Piper's class is unlike any second-grade class I've ever heard of. There is a remarkable focus on effective storytelling. They talk about theatricality when reading out loud. They talk about story structure. They have publication parties on the days that the students complete writing projects (complete with mugs of cocoa!). Mrs. Fiamingo told us how PJ struggled mightily with the concept of first drafts, how things didn't need to be -- indeed, couldn't be -- perfect the first time you hammer out your story, and that it would take several rewrites to get it a finished product. (I considered suggesting Mrs. Fiamingo read to the class the chapter from Anne LaMott's Bird By Bird called "Shitty First Drafts," but my finely honed sense of propriety figured out that this might not be a good call.)

And she talked about how much PJ is going to love a new idea they're going to introduce in the coming weeks: showing without telling. They're going to have the students act different emotions without speaking, notice the physical changes in the way they act and look, and write a character that exhibits these emotions physically and emotionally without explicitly saying the way the character acts.

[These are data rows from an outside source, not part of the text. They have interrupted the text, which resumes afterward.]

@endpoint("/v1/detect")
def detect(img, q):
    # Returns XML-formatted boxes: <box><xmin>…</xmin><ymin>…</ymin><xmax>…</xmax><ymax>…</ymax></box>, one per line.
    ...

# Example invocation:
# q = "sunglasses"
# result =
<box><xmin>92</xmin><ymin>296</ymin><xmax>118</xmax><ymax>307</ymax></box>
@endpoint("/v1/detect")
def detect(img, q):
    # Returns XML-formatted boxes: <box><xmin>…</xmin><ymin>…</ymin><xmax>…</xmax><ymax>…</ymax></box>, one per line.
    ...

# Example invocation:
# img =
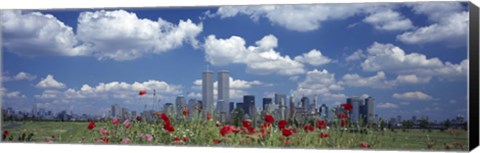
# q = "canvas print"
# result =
<box><xmin>0</xmin><ymin>1</ymin><xmax>471</xmax><ymax>151</ymax></box>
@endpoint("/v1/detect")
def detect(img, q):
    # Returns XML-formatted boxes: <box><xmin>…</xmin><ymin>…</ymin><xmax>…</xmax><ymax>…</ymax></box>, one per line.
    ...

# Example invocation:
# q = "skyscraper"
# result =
<box><xmin>262</xmin><ymin>98</ymin><xmax>272</xmax><ymax>111</ymax></box>
<box><xmin>365</xmin><ymin>96</ymin><xmax>375</xmax><ymax>124</ymax></box>
<box><xmin>176</xmin><ymin>95</ymin><xmax>186</xmax><ymax>118</ymax></box>
<box><xmin>319</xmin><ymin>104</ymin><xmax>329</xmax><ymax>119</ymax></box>
<box><xmin>218</xmin><ymin>71</ymin><xmax>230</xmax><ymax>120</ymax></box>
<box><xmin>289</xmin><ymin>95</ymin><xmax>296</xmax><ymax>118</ymax></box>
<box><xmin>243</xmin><ymin>95</ymin><xmax>255</xmax><ymax>116</ymax></box>
<box><xmin>274</xmin><ymin>93</ymin><xmax>287</xmax><ymax>106</ymax></box>
<box><xmin>229</xmin><ymin>102</ymin><xmax>235</xmax><ymax>114</ymax></box>
<box><xmin>202</xmin><ymin>69</ymin><xmax>214</xmax><ymax>116</ymax></box>
<box><xmin>300</xmin><ymin>96</ymin><xmax>310</xmax><ymax>112</ymax></box>
<box><xmin>347</xmin><ymin>97</ymin><xmax>363</xmax><ymax>123</ymax></box>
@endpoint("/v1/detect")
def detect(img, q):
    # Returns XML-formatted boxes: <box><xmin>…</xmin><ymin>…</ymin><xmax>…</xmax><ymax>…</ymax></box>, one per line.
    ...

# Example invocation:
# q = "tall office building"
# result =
<box><xmin>313</xmin><ymin>95</ymin><xmax>318</xmax><ymax>114</ymax></box>
<box><xmin>176</xmin><ymin>95</ymin><xmax>186</xmax><ymax>118</ymax></box>
<box><xmin>262</xmin><ymin>98</ymin><xmax>273</xmax><ymax>111</ymax></box>
<box><xmin>274</xmin><ymin>93</ymin><xmax>287</xmax><ymax>106</ymax></box>
<box><xmin>218</xmin><ymin>71</ymin><xmax>230</xmax><ymax>120</ymax></box>
<box><xmin>300</xmin><ymin>96</ymin><xmax>310</xmax><ymax>112</ymax></box>
<box><xmin>364</xmin><ymin>96</ymin><xmax>375</xmax><ymax>124</ymax></box>
<box><xmin>243</xmin><ymin>95</ymin><xmax>255</xmax><ymax>116</ymax></box>
<box><xmin>347</xmin><ymin>97</ymin><xmax>363</xmax><ymax>123</ymax></box>
<box><xmin>319</xmin><ymin>104</ymin><xmax>329</xmax><ymax>119</ymax></box>
<box><xmin>289</xmin><ymin>95</ymin><xmax>295</xmax><ymax>118</ymax></box>
<box><xmin>229</xmin><ymin>102</ymin><xmax>235</xmax><ymax>114</ymax></box>
<box><xmin>202</xmin><ymin>70</ymin><xmax>214</xmax><ymax>116</ymax></box>
<box><xmin>111</xmin><ymin>104</ymin><xmax>122</xmax><ymax>119</ymax></box>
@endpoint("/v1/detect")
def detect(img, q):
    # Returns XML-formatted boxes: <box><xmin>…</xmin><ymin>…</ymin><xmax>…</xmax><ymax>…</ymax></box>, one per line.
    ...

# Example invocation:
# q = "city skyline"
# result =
<box><xmin>1</xmin><ymin>2</ymin><xmax>469</xmax><ymax>122</ymax></box>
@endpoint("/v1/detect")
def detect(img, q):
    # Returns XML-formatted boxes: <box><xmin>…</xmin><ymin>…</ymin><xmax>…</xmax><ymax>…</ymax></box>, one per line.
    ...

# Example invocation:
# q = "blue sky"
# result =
<box><xmin>1</xmin><ymin>2</ymin><xmax>469</xmax><ymax>121</ymax></box>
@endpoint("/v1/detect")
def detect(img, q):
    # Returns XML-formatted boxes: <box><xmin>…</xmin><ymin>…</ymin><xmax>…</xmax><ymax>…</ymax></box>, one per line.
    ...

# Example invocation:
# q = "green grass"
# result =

Second grade, I remind you. There are college-level classes working on this idea. Hell, I'm still working on this idea daily! Would that I had this kind of exposure to the process when I was seven years old!

***

I was hurriedly ironing a shirt a couple of mornings ago as we were going through our usual, stress-filled weekday morning. (Piper would be late to school again.) Zuzu, already prepared to leave and with some free time on her hands, was creating a scene on the ottoman behind me, casting a couple of kitchen utensils with funny arms and legs as her actors. One of the absolute delights in Laura's and my life is to hear Zuzu weave one of these "scenes." Normally, there is armhair-raising peril involved -- someone is drowning in an ocean of lava (read: carpet) or dangerously hanging over a precipice (read: radiator cover), and a rescue team of Bitty Babies™ and Legos™ are needed at once to ensure a safe rescue. But this morning's scene was notable for its banality:

French Whip: Look what I found!

Spoon: What is it?

French Whip: A book!

Spoon: Wow! Are you going to read it?

French Whip: Yes! I'm going to take it home!

Spoon: You can't do that!

French Whip: Why not?

Spoon: It might belong to someone else!

French Whip: You're right! Maybe we should find out who it belongs to!

Suddenly, as if she'd forgotten something important, she threw down the utensils, boarded her Razor scooter -- who has time for walking around the house? -- and tore down the hallway to the bathroom.

"Mom!" she insisted. "You shouldn't take things that aren't yours!"

And after receiving her mother's agreement/confirmation, she re-boarded her vehicle and kick-pushed down to the living room.

I was overcome briefly with awe. It was a whole different kind of storytelling: the moral tale, acted out right in front of me (well, okay, behind me), complete with the moral stated distinctly to an audience at the end.

Susannah may not have the same inclinations toward writing that Piper has shown, but there is no question that we are a family of storytellers.